The 50th Annual Osborne Heritage Days this weekend will be the final one.
Clayton County Conservation naturalist Abbey Harkrader say the event let people travel back in time to the early pioneers at in the Pioneer Village of Osborne Park south of Elkader. “Our first director for Clayton County Conservation, Don Menken, he was very passionate about history and worked really hard to create the Pioneer Village we have here and wanted to really focus on history and I believe it was his idea,” Harkrader says. “He may have had some help with some of his staff and board members, but they began the event in. 1974.” She says it has been held every year since then, except one during the COVID pandemic.
Harkrader says it has become tough to put on an event of this size. “We’ve just had trouble getting demonstrators and things people to pick up those old crafts from long ago and carry on. The tradition has become really hard, so we need to change with the times, come up with the new event,” she says.
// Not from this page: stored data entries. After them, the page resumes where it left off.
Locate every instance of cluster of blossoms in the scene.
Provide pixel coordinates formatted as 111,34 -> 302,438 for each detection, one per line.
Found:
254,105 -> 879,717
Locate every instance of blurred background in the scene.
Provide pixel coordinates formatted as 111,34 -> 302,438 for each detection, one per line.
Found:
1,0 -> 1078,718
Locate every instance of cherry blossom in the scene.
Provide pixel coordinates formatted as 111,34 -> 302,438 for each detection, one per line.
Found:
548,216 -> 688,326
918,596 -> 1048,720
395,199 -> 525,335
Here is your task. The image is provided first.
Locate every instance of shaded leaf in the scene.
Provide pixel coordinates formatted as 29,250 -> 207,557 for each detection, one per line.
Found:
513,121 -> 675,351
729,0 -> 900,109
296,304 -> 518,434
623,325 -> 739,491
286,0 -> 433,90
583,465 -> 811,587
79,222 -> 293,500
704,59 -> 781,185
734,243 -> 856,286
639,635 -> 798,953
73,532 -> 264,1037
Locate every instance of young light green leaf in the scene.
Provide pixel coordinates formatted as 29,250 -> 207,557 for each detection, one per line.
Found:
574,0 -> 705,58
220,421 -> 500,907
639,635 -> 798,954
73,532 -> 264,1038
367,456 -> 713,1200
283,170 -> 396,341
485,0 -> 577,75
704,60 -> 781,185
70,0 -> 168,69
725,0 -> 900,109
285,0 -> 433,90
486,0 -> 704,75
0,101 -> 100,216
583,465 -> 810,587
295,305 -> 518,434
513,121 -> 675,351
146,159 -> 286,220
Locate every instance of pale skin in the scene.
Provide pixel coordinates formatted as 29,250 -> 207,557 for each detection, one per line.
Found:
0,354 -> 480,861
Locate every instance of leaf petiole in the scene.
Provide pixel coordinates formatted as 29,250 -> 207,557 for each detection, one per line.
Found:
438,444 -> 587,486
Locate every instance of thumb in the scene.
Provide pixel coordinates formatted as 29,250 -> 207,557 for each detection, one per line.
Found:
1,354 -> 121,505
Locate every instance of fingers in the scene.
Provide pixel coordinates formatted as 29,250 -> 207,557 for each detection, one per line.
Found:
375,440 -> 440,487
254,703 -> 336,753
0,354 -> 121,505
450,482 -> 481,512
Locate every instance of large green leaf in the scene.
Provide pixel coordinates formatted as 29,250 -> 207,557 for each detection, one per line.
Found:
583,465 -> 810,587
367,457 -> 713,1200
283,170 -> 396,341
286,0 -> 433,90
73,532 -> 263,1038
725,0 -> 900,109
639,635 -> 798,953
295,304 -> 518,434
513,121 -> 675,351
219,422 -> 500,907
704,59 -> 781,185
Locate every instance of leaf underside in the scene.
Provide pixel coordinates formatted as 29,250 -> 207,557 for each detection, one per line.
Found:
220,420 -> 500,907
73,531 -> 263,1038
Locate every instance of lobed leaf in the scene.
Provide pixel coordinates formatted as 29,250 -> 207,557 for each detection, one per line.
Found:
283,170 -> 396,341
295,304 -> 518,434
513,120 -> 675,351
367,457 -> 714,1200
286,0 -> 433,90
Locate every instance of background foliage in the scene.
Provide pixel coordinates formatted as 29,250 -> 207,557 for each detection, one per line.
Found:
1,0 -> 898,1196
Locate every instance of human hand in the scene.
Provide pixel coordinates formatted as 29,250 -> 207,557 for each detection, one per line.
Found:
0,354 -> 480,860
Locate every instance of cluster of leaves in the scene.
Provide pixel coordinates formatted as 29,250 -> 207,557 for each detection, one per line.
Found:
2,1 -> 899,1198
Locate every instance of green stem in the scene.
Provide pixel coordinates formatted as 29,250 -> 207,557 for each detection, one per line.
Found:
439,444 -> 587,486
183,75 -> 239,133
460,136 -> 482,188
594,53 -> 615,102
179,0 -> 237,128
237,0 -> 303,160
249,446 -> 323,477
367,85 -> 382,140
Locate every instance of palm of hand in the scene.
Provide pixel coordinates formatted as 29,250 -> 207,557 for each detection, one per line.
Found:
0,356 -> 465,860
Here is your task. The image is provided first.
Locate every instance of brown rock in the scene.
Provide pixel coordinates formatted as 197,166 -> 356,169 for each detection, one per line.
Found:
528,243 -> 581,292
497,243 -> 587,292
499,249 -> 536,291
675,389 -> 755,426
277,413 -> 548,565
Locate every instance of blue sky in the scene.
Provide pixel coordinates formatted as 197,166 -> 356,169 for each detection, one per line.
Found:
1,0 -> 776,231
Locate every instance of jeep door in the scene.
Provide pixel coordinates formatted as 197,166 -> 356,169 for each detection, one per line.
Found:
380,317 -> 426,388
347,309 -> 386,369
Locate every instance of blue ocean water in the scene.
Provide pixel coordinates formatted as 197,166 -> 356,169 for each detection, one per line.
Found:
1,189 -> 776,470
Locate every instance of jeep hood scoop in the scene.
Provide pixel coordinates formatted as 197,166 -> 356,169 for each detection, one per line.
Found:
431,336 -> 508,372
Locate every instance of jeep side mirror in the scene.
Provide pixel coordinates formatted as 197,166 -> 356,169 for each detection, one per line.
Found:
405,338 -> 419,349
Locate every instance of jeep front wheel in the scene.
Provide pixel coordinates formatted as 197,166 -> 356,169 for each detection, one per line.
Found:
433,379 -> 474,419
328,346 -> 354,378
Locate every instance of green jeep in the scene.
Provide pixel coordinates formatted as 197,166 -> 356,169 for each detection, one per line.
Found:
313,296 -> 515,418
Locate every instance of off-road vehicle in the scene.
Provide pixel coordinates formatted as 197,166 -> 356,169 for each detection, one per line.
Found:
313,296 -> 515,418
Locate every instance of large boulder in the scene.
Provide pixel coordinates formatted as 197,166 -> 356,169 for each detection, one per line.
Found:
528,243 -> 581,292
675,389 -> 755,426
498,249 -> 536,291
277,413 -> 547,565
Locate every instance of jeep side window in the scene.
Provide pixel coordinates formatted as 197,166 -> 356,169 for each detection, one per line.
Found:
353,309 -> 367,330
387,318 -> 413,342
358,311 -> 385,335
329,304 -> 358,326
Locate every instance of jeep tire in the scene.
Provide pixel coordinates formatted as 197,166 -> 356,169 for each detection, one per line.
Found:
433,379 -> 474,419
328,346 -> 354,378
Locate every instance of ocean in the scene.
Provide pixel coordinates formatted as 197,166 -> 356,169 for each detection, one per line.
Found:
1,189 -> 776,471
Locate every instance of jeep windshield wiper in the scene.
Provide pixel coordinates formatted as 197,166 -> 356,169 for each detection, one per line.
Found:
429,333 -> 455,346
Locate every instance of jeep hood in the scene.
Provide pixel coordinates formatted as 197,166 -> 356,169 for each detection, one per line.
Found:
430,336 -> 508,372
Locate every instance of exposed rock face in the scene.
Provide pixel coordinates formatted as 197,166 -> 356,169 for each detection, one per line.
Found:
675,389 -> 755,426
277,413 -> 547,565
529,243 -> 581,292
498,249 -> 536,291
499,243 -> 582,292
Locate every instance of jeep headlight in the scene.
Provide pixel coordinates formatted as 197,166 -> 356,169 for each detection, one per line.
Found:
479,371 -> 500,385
There’s going to be some new fall market-type of festival that will take the place of Heritage Days in the coming years – but Harkrader says what that will look like is still undecided. “That’s up for debate. We’re actually going to have a period after Heritage Days, a couple sessions to kind of get the public’s opinion on what we should transform into. We’ll definitely have something going forward. We just don’t know what kind of fall festival is going to be,” she says.
The final event this weekend will have some 20 demonstrations, including spinning, basketry, soap making, printing press, woodcrafts and candle making. There will also be many pioneer-era foods featured at Heritage Days too, from homemade root beer, kettle corn, fresh baked goods to jerky All the events are free Saturday and Sunday from 10 a.m. to 4 p.m. in the Pioneer Village of Osborne Park south of Elkader.